Here is one example, we have different fixed effects on different fields (Intercept for both fields, and x1 for only precip field).
m1 <- ngme(
y ~ 0 + fe(~1, which_group = "temp") +
fe(~1+x1, which_group = "precip") +
f(year, model="rw1", which_group = "temp") +
f(year,
model = "bv",
sub_models = list(precip="ar1", temp="rw1"),
noise = list(
precip = noise_nig(),
temp = noise_nig()
)
),
data = data,
group = data$labels,
control_opt = control_opt(estimation = FALSE)
)
# examine the design matrix
m1$replicates[[1]]$X
#> (Intercept)_temp (Intercept)_precip x1_precip
#> 1 1 0 0
#> 2 1 0 0
#> 3 1 0 0
#> 4 1 0 0
#> 5 0 1 5
#> 6 0 1 6
#> 7 0 1 7
#> 8 0 1 8
#> 9 0 1 9The correlated measurement noise
Now since we are taking measures of 2 different fields, there is some situation that we might want to assume the measurement of 2 fields have some correlation.

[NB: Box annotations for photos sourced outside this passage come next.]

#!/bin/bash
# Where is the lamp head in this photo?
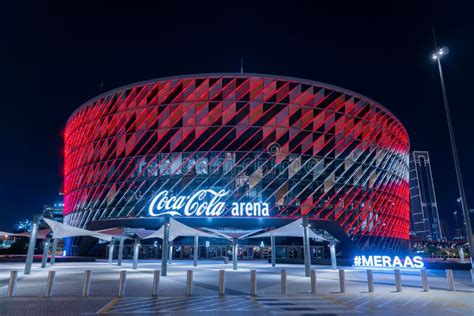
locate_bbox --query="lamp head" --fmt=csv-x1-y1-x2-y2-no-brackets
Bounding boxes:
431,46,449,60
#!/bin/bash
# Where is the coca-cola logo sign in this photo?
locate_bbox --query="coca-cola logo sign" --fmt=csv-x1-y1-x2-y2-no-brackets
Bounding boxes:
148,189,269,217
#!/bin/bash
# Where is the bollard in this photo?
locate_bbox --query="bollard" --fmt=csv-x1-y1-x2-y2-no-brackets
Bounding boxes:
339,269,346,293
151,270,160,296
82,270,92,296
446,269,456,291
250,270,257,296
421,269,430,292
367,269,374,293
281,269,286,294
7,270,18,297
394,269,402,292
41,238,49,269
311,270,316,294
186,270,193,296
219,270,225,296
44,270,56,297
118,270,127,296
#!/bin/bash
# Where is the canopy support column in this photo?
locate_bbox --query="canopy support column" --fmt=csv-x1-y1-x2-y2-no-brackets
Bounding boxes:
232,238,239,270
270,235,276,267
329,241,337,270
24,215,41,274
303,216,311,277
193,235,199,267
50,238,58,265
117,237,125,266
161,215,170,276
133,238,140,270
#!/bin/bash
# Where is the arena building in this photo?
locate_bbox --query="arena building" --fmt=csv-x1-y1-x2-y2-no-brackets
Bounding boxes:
64,73,410,260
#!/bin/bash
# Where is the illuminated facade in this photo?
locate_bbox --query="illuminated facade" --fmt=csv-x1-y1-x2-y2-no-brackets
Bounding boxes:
64,74,410,252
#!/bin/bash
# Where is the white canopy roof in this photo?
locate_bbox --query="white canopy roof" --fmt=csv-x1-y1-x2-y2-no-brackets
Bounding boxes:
0,231,23,237
143,218,217,240
43,218,112,241
249,218,326,240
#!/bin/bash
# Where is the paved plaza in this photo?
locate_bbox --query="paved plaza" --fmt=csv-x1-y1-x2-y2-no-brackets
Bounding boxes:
0,261,474,315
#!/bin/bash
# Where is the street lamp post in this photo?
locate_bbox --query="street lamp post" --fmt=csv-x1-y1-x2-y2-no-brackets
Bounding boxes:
432,47,474,269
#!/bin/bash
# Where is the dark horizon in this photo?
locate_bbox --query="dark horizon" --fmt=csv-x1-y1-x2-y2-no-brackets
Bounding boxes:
0,1,474,230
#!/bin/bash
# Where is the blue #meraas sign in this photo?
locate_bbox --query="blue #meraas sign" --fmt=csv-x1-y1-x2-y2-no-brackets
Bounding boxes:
354,256,425,269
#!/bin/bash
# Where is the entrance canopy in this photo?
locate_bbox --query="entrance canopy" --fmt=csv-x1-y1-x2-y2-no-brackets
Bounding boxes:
43,218,112,241
97,227,155,239
206,228,261,240
0,228,51,239
143,218,219,240
248,218,326,241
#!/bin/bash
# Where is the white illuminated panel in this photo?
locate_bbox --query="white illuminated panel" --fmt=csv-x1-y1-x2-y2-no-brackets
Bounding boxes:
148,189,269,217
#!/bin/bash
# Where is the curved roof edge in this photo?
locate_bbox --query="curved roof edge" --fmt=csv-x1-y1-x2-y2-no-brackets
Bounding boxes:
66,72,408,136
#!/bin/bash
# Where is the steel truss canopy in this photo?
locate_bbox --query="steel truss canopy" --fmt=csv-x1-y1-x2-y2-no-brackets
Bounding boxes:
143,218,220,240
248,218,327,241
43,218,112,241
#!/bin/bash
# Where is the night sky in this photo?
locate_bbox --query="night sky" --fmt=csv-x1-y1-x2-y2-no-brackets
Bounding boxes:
0,1,474,230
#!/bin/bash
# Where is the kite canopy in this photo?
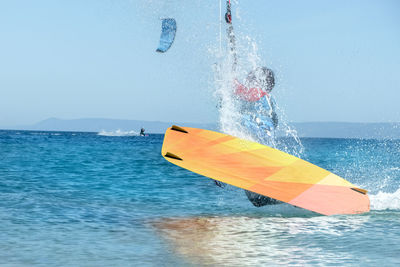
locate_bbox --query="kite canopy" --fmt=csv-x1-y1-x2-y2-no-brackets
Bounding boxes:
161,126,369,215
156,18,176,53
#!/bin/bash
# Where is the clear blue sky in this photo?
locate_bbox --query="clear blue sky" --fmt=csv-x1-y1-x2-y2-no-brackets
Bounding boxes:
0,0,400,126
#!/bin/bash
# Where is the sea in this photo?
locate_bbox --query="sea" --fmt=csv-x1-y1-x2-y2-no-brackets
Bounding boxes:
0,130,400,266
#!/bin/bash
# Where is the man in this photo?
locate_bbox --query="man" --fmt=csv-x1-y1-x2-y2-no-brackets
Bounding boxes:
234,67,278,136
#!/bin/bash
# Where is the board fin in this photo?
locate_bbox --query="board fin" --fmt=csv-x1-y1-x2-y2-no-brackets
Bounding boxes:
351,187,368,195
164,152,182,160
171,125,189,133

It can be written as \(Y = X \beta + A W + \epsilon\), here \(W\) is the bivariate model, and \(\epsilon | V_{\epsilon} \sim N(0, \Sigma)\), \(\Sigma_{i j} \neq 0\) if \(Y_i\) and \(Y_j\) are 2 different fields but measured at same location.
Now we need to modify the family argument in
ngme function, we need to set corr_measurement
and give the index_corr to indicate which observations are
correlated.
We will see how to estimate it in the next example.
Put it all together (Simulation + Estimation example)
In this example, we will first use simulate function to
simulate the hidden bivariate process. Notice that we need to provide
the labels for the 2 fields. Then we will generate the measurement noise
\(\epsilon\) with some correlation.
Finally, we will use the ngme function to estimate the
model.
Ex1. Fixed effects + Bivariate model (AR1, Normal) + Correlated measurement noise
n_obs <- 2000
n_each <- n_obs / 2
group <- rep(c("W1", "W2"), n_each)
reorder_loc = sample(1:n_each)
reorder_loc = 1:n_each
sim_fields <- simulate(
f(rep(reorder_loc, each=2),
model="bv_normal",
rho=3,
c1=1, c2=1,
sub_models = list(
W1 = list(model="ar1", rho=0.6),
W2 = list(model="ar1", rho=-0.4)
),
group=group,
noise=list(
W1 = noise_normal(sigma = 1),
W2 = noise_normal(sigma = 1)
)
)
)[[1]]
# Check the correlation of the simulated fields
# acf(sim_fields[group=="W1"])
# acf(sim_fields[group=="W2"])
# Here we assume fields W1 and W2 have positive correlated measurement error
# if they are measured at same index.
# Meaning Y(i) and Y(j) have correlated measurement noise
# if they represent underlying W1(index=k) and W2(index=k)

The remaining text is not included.